My hunting buddies both have experimented with the Bone collector and nap quick Fletch. After shooting for about a month with them i haven't seen any cons besides price.... That being said take in consideration how much the quick fletch are and the fact you can do them at home. Now if you have a personal fletching jig and the whole set up thats a different story but for the guys that can buy the quick fletch veins from wall mart or any outdoor store that doesnt fletch regular veins for you, whats gona cost more?. Driving to an outfitters or dealer that does fletching? or saving the trip time and gas money and doing it at home. All considering the facts of how far away you are from a dealer etc etc.. Just a personal thought.....


----------



## kevin61186 (Aug 20, 2010)

I used NAP quick fletch and i love them they made my grupes smaler and they hould up as good as normal fletch


----------



## magnumbowhunter (Oct 19, 2009)

I used Quickfletch and really liked the concept behind them. The only downfall I had was that they did not last very long going through a Whisker Biscuit... Super glueing the tips of the vanes helped them last longer but they eventually began to tear... 
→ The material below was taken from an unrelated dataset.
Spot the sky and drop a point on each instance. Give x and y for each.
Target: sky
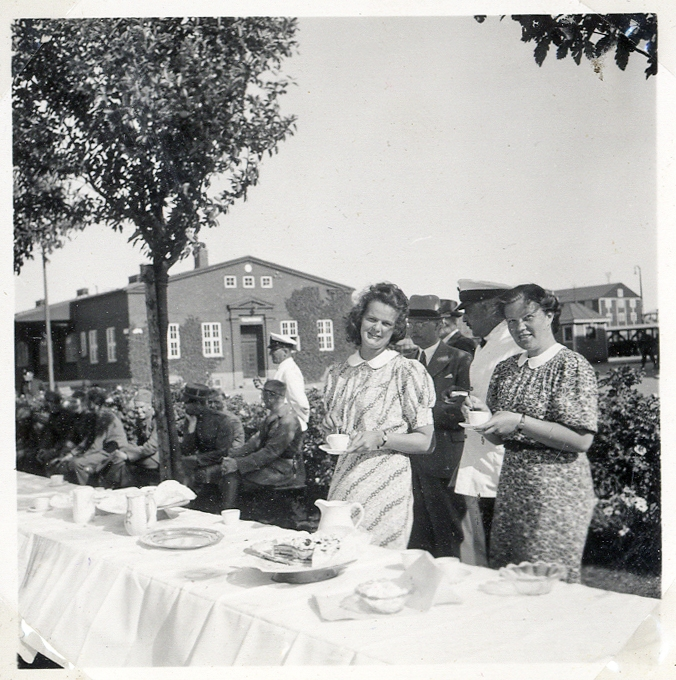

As far as accuracy, I did not see any improvement... But I also did not see any loss of accuracy as well... My groups stayed the same... :darkbeer:


----------



## magnumbowhunter (Oct 19, 2009)

I used Quickfletch and really liked the concept behind them. The only downfall I had was that they did not last very long going through a Whisker Biscuit... Super glueing the tips of the vanes helped them last longer but they eventually began to tear... 

As far as accuracy, I did not see any improvement... But I also did not see any loss of accuracy as well... My groups stayed the same... :darkbeer:


----------